Взяла Старуха-горюха, земным поклоном поклонилась Ерофею.

— Я, милок, по людям жила, и в Ярославле, и в Москве на мануфактурах ткала. Повидала много добрых мастеров. Где краски-то покупаешь?

— Эх, бабка, покупать-то не на что. Из корья сам наварил.

— У московских мастеров ты бы побывал.

И сказала она ему, какого купца мануфактура, где знатно соткут, окрасят и за море товары продадут, за что от заморских купцов мастера большой почет имеют.

Будто сама Старуха-горюха от надежных людей слышала: еще давным-давно поступил указ от казны, а бояре да купцы его под сукно положили; в том указе сказано безвозбранно, беспошлинно дать мастеровым полную волю копать полезный мастерству корень на всех угодьях, из коренья того варить краску и красить ею товары, зовут мастера тот корень мареновым.

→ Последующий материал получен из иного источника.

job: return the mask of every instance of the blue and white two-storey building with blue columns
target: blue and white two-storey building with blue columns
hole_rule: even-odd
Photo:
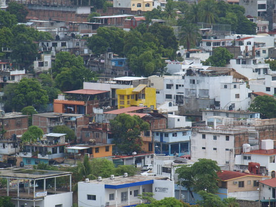
[[[166,156],[190,154],[191,129],[174,128],[153,131],[154,152]]]

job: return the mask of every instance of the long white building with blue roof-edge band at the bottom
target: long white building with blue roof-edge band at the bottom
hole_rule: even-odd
[[[135,175],[78,182],[78,205],[87,206],[131,206],[145,201],[139,198],[144,192],[153,193],[153,198],[174,197],[174,181],[164,177]]]

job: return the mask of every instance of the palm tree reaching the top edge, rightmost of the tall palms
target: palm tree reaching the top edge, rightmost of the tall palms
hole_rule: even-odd
[[[199,3],[200,20],[213,24],[217,20],[214,0],[203,0]]]

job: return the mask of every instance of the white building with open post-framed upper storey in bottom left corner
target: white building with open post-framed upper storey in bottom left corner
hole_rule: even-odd
[[[71,172],[62,171],[5,169],[1,171],[0,178],[7,179],[7,187],[0,187],[0,196],[10,196],[16,207],[71,207],[71,176]],[[62,185],[57,179],[60,177],[64,177]],[[49,179],[54,181],[53,184],[49,184]]]

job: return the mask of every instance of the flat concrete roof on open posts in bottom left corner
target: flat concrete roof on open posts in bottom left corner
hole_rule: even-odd
[[[72,174],[72,172],[33,170],[25,168],[6,168],[0,170],[0,178],[32,179],[39,180],[43,178],[61,177]]]

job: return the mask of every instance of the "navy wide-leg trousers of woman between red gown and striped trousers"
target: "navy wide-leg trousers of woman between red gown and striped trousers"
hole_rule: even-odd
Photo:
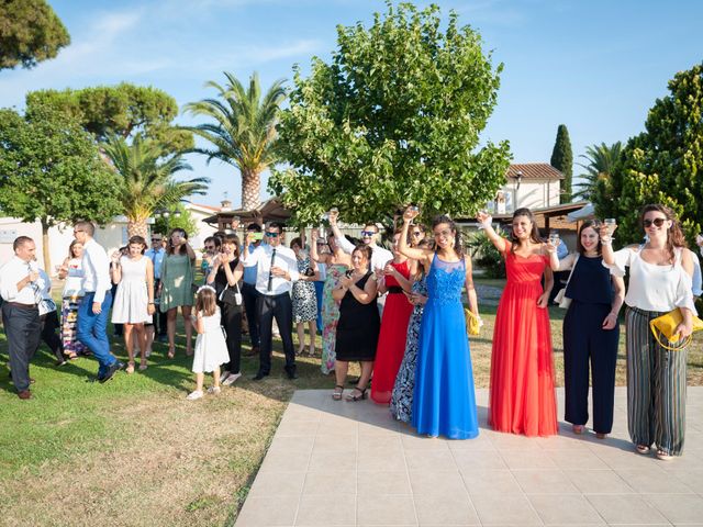
[[[615,363],[620,326],[603,329],[609,304],[572,301],[563,318],[565,419],[574,425],[589,421],[589,362],[593,385],[593,430],[613,428]]]

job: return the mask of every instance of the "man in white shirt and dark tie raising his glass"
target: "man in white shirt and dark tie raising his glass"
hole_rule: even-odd
[[[286,352],[286,373],[289,379],[298,379],[295,373],[295,350],[293,348],[293,303],[290,298],[292,283],[298,280],[295,254],[281,245],[282,225],[270,223],[266,227],[266,244],[249,253],[253,233],[248,232],[244,242],[242,264],[245,268],[257,266],[256,290],[259,293],[257,312],[259,321],[259,371],[254,377],[260,381],[271,371],[271,329],[274,318],[278,325]]]

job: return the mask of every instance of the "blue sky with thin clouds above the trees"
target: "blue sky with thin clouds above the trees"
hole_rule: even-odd
[[[327,59],[336,25],[386,11],[379,0],[49,0],[72,43],[33,70],[0,71],[0,105],[22,108],[27,91],[129,81],[174,96],[179,105],[212,96],[222,71],[265,87]],[[425,5],[428,2],[416,2]],[[504,63],[499,102],[484,138],[509,139],[515,162],[549,161],[557,126],[569,128],[574,157],[588,145],[640,132],[667,81],[703,59],[703,2],[649,0],[450,0],[446,14],[478,30]],[[181,116],[179,122],[191,122]],[[235,205],[235,169],[190,158],[212,178],[207,197]],[[576,167],[574,173],[579,167]],[[264,183],[264,189],[266,183]]]

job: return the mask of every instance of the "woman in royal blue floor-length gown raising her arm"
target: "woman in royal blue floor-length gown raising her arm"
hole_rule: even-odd
[[[408,231],[417,211],[403,214],[399,249],[417,260],[427,274],[427,302],[420,327],[412,426],[419,434],[470,439],[479,435],[473,372],[466,333],[461,289],[478,316],[471,258],[465,256],[454,222],[445,215],[432,223],[434,249],[411,248]]]

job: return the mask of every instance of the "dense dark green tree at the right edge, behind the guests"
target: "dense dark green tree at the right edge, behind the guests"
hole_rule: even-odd
[[[632,137],[593,195],[596,213],[618,220],[622,243],[641,239],[639,210],[671,206],[689,239],[703,225],[703,64],[678,72],[657,99],[645,132]]]

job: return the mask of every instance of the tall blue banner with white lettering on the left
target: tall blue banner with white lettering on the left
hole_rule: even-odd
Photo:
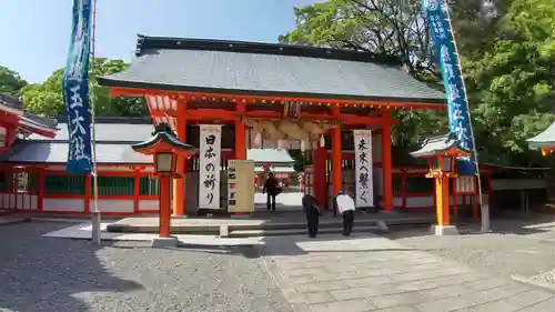
[[[91,172],[91,114],[89,112],[90,0],[73,0],[73,23],[63,71],[63,102],[68,115],[69,150],[65,170]]]

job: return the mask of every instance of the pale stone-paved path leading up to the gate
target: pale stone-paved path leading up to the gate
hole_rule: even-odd
[[[554,292],[380,236],[269,238],[265,263],[296,312],[554,311]]]

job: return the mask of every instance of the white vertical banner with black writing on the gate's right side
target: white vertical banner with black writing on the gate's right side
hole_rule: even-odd
[[[356,207],[374,205],[372,178],[372,131],[353,130],[354,165],[356,179]]]

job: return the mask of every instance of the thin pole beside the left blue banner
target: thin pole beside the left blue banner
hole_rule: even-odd
[[[91,32],[91,72],[94,74],[94,34],[95,34],[95,27],[97,27],[97,0],[92,0],[92,32]],[[95,80],[94,80],[95,81]],[[97,97],[94,93],[94,83],[90,88],[90,103],[91,103],[91,134],[92,134],[92,181],[93,181],[93,201],[92,201],[92,211],[91,211],[91,224],[92,224],[92,242],[94,244],[101,244],[102,243],[102,232],[100,229],[100,223],[101,223],[101,214],[100,210],[98,207],[98,200],[99,200],[99,177],[98,177],[98,162],[97,162],[97,129],[95,129],[95,119],[97,119],[97,111],[95,111],[95,102],[97,102]]]

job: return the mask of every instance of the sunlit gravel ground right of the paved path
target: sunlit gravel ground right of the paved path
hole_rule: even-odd
[[[492,228],[495,231],[495,223]],[[533,232],[516,231],[516,225],[514,229],[512,232],[467,233],[458,236],[435,236],[428,234],[428,229],[412,229],[385,236],[405,246],[426,250],[492,275],[533,276],[555,269],[555,240],[542,239],[545,235]]]

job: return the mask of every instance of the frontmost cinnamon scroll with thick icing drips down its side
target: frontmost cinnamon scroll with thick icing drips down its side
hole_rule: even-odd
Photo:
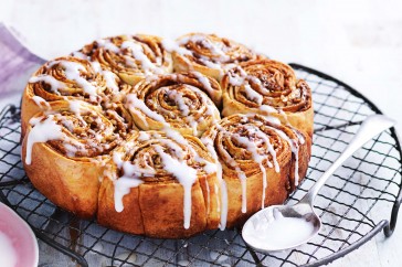
[[[98,223],[159,238],[218,227],[216,165],[201,141],[174,130],[140,131],[113,152]]]

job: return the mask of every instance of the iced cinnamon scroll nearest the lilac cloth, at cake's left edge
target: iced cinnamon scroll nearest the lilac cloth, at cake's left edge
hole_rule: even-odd
[[[93,105],[120,102],[131,86],[102,70],[96,62],[73,56],[45,63],[29,79],[22,97],[22,131],[28,120],[40,111],[50,111],[57,100],[84,100]]]

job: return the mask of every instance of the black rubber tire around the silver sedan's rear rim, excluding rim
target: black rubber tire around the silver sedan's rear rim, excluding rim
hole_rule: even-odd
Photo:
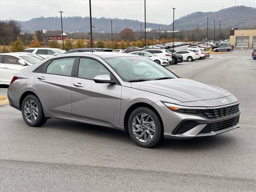
[[[36,118],[36,120],[34,120],[33,122],[30,122],[26,116],[25,116],[25,104],[28,100],[32,100],[36,103],[37,109],[38,109],[38,116]],[[24,119],[24,121],[26,122],[26,124],[28,124],[29,126],[32,127],[38,127],[41,126],[43,124],[45,124],[45,122],[47,121],[47,118],[44,116],[44,111],[41,105],[40,100],[34,96],[34,95],[28,95],[24,98],[24,100],[22,101],[22,108],[21,108],[21,112],[22,112],[22,117]]]

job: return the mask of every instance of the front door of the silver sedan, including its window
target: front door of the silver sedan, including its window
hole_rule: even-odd
[[[121,85],[96,83],[97,75],[110,75],[98,60],[80,58],[72,80],[72,115],[76,118],[119,125]],[[117,81],[117,80],[116,80]]]

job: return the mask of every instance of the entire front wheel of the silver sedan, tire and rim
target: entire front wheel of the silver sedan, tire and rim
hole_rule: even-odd
[[[128,132],[132,140],[141,147],[152,148],[162,141],[160,119],[150,108],[136,108],[128,120]]]

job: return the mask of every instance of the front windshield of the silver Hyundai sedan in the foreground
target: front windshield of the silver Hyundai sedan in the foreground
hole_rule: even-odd
[[[177,78],[172,72],[148,58],[126,56],[111,57],[104,60],[126,82]]]

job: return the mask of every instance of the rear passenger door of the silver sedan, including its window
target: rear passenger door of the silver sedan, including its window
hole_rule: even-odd
[[[36,91],[51,113],[72,116],[70,86],[75,60],[75,57],[52,59],[34,71]]]

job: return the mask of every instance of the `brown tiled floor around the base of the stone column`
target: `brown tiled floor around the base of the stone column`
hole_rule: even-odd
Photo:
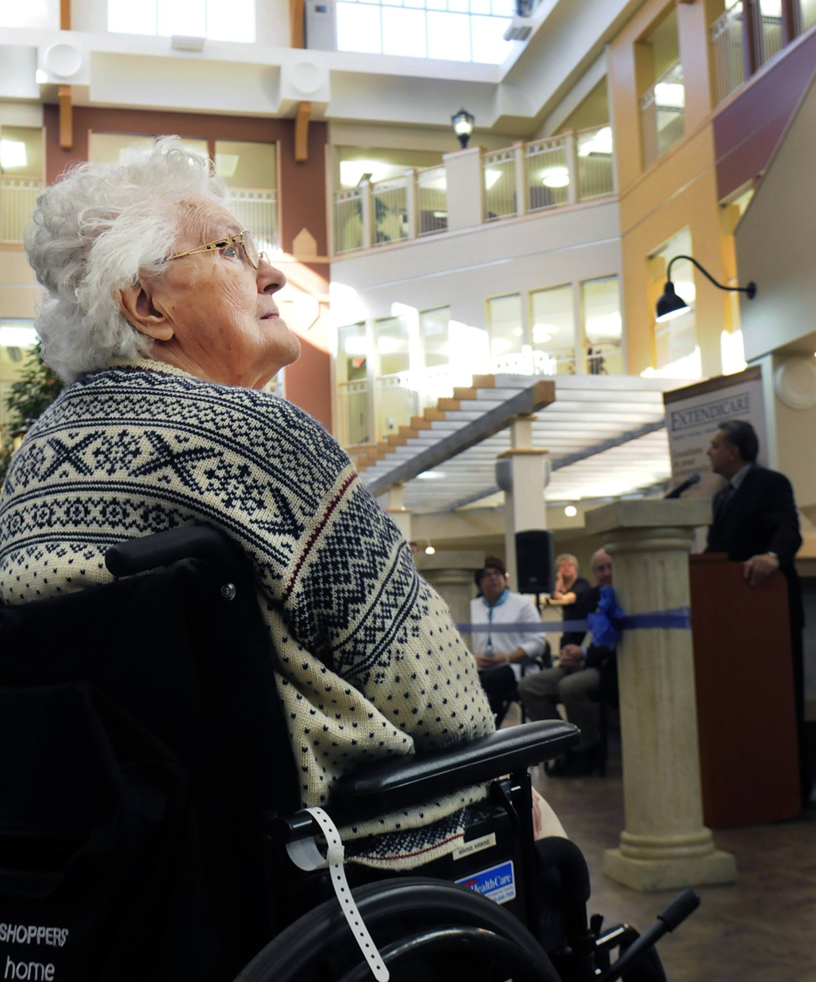
[[[675,892],[639,894],[604,877],[603,850],[618,845],[624,806],[620,751],[609,776],[551,779],[534,772],[592,877],[590,912],[647,927]],[[816,982],[816,807],[773,826],[715,831],[736,856],[738,882],[701,887],[702,904],[660,943],[669,982]]]

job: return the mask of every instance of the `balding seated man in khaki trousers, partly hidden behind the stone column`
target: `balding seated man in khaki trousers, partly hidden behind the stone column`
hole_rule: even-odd
[[[575,604],[580,619],[598,606],[600,588],[612,585],[612,560],[604,549],[592,556],[592,572],[598,585],[583,594],[583,603]],[[599,729],[598,693],[617,702],[618,672],[615,650],[589,644],[581,646],[584,635],[578,632],[578,643],[563,644],[557,668],[544,669],[518,682],[518,694],[531,720],[559,719],[558,704],[567,709],[567,719],[581,732],[577,749],[552,764],[551,777],[576,777],[600,768],[601,735]]]

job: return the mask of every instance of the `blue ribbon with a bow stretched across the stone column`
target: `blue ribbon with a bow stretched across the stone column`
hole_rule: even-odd
[[[611,586],[602,586],[598,610],[587,615],[585,621],[542,621],[540,624],[518,621],[514,624],[458,624],[457,627],[462,634],[484,634],[488,631],[494,634],[561,634],[589,630],[592,632],[593,644],[614,648],[625,630],[655,627],[689,630],[691,609],[674,607],[666,611],[627,616],[618,605],[615,590]]]

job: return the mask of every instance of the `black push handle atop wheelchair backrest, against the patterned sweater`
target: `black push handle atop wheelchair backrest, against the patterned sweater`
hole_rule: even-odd
[[[105,566],[114,576],[133,576],[185,559],[227,562],[235,554],[235,544],[223,532],[207,525],[185,525],[111,546]]]

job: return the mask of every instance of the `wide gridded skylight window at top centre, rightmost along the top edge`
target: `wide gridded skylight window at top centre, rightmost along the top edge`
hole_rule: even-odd
[[[513,0],[341,0],[339,51],[501,65]]]

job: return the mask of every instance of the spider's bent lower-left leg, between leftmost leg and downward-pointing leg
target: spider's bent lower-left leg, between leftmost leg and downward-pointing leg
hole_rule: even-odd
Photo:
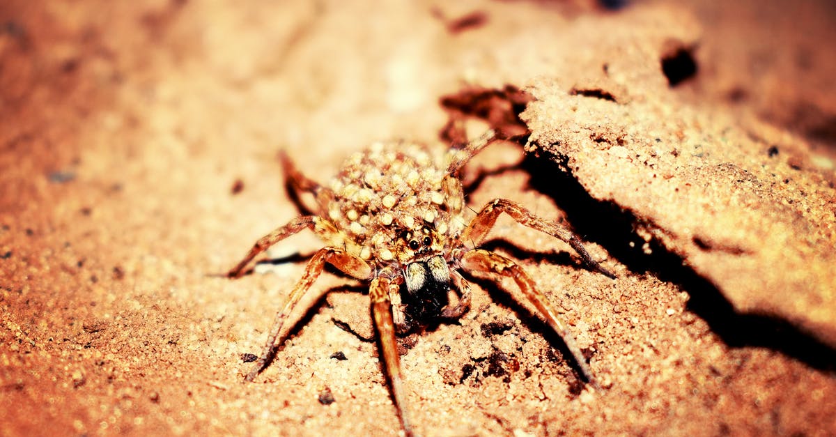
[[[322,273],[325,263],[334,265],[334,267],[342,270],[345,274],[354,276],[360,280],[369,279],[372,275],[370,265],[343,249],[334,247],[319,249],[311,257],[311,260],[308,261],[302,278],[293,287],[293,291],[291,291],[290,297],[288,298],[288,303],[284,305],[282,311],[276,313],[276,317],[273,319],[273,326],[270,327],[270,333],[268,334],[267,342],[264,343],[261,356],[258,357],[256,364],[252,366],[250,373],[247,373],[247,381],[255,379],[258,373],[267,365],[270,355],[273,353],[273,347],[275,347],[278,334],[282,331],[284,320],[288,318],[290,312],[293,311],[293,307],[296,306],[298,301],[308,291],[311,284],[314,283],[314,280]]]

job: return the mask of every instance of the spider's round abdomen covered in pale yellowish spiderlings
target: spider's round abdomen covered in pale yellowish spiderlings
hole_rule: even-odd
[[[424,145],[375,144],[344,163],[329,185],[332,195],[320,200],[320,217],[341,231],[345,247],[358,248],[360,258],[405,264],[417,253],[402,244],[404,234],[431,229],[438,243],[433,249],[444,247],[451,229],[449,203],[463,203],[451,199],[461,197],[461,190],[451,195],[447,177],[444,158]]]

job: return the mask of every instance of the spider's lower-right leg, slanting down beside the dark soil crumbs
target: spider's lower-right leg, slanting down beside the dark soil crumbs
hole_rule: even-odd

Оставила Старуха-горюха мастеру Ерофею невеликонек моток пряжи. Пряжа как пряжа, только мастеровая хитринка в нее впрядена. И не зря.

— Придешь, Ерофей, на луг, где корню расти, завяжи ты на пряже моей столько узелков, сколько корешков; кинь ее на траву, где ляжет узелок, там засветится огонек, тут и копай. Дальше-то не ходи.

И побрела Старуха-горюха.

Стал Ерофей думать-гадать, как бы побывать в Москве, поглядеть, что там за мастера, хоть бы щепоть мастерства перенять от них, только бы начать, а там и самому добавить можно.

Отправился как-то Ерофей за Пышкин бельник, и графский луг. Принялся он корни искать. А уж над рекой молочный пар стелется, словно хлопок чесаный, сугробом над берегами лег. Раскинул мотушечко пряжи — навязал сто узелков. Где огонек — там и корешок. Как копнет — корень в кошель кладет. Принес домой этих корней беремя не особо велико, сколько для дела нужно.

Стал сушить, толочь, варить, кипятить, один корень с другим мешать. Сварил краску, да не ту, чтобы сердце порадовала. Однако, пока корень в самом соку, пока сезон-то не упущен, тех корней Ерофей запас.